Tuesday, May 14, 2013

Darkness and Light - Acknowledgement - Fear of Forgetting

March 31, 2009

Darkness and Light
 
I spend my days “in the light” – my work requires me to by “up” and to interact with a variety of staff colleagues, university faculty scientists and physicians, and donor.  I am almost constantly meeting with someone, talking to someone on the phone, or emailing or writing someone some correspondence that requires me to be positive, solicitous, and engaging.  I mostly feel energized by these interactions and my mood is even light and humorous at times.

The last few evenings I have found myself sinking into some depression or sadness, and struggling to even be in the same room as my family, much less engage in any meaningful interaction.  It feels particularly dark right now, emotionally and spiritually.

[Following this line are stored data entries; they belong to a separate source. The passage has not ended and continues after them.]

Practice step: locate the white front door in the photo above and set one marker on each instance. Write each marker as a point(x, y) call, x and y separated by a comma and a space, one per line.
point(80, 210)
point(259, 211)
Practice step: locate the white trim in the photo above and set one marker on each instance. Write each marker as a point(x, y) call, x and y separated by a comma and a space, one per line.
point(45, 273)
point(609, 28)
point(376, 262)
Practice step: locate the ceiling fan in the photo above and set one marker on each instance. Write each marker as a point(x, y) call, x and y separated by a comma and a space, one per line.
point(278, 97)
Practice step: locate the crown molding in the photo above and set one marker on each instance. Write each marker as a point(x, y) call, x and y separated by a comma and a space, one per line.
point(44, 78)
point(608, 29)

Darkness and light seem perfect descriptors and metaphors for what I am currently living.

Acknowledgement of our situation

As we anticipate the first anniversary of Daniel’s death, Carol and I are also struggling with some friends who seem to want to ignore what we are experiencing, either because they are not paying attention, or because they are so worried about not saying the right thing, or something.

It hurts us deeply when people we care about ignore our grief, especially when we have taken the opportunity to share specific challenges we are facing and how we are trying to cope.

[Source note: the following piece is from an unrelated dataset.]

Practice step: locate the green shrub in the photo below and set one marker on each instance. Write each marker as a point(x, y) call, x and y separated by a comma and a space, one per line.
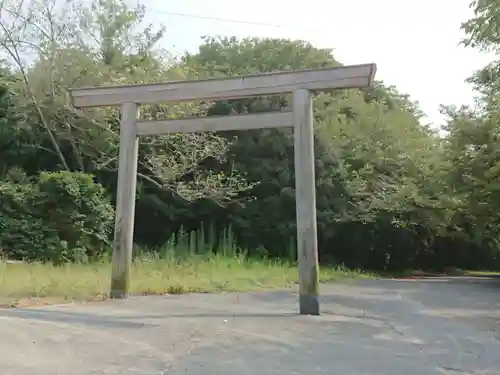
point(63, 217)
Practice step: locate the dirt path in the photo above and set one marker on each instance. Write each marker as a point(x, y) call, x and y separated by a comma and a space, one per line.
point(385, 327)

To not acknowledge our vulnerability in some small way is very hurtful.

Having said that, this hurt always leads to our own neurotic sense that we are either being incredibly self-centered or, many of these same people think we really should be “over it” and they have lost patience with us, or, both.

March 28, 2009

Eleven months . . . fear that I am forgetting

As we enter the 12 month and look forward to the first anniversary of Daniel’s death in four weeks, Carol and I are aware of an increase in the acute pain of grief we are feeling.  We are unsure how to mark this anniversary with the kids, but we will figure it out. 

I still regularly re-live in my mind the hospital experience, wondering about all the moments and what was really going on with Daniel physically. 

I also fear that I am forgetting him and forgetting the details of those last hours that we spent with him on this earth.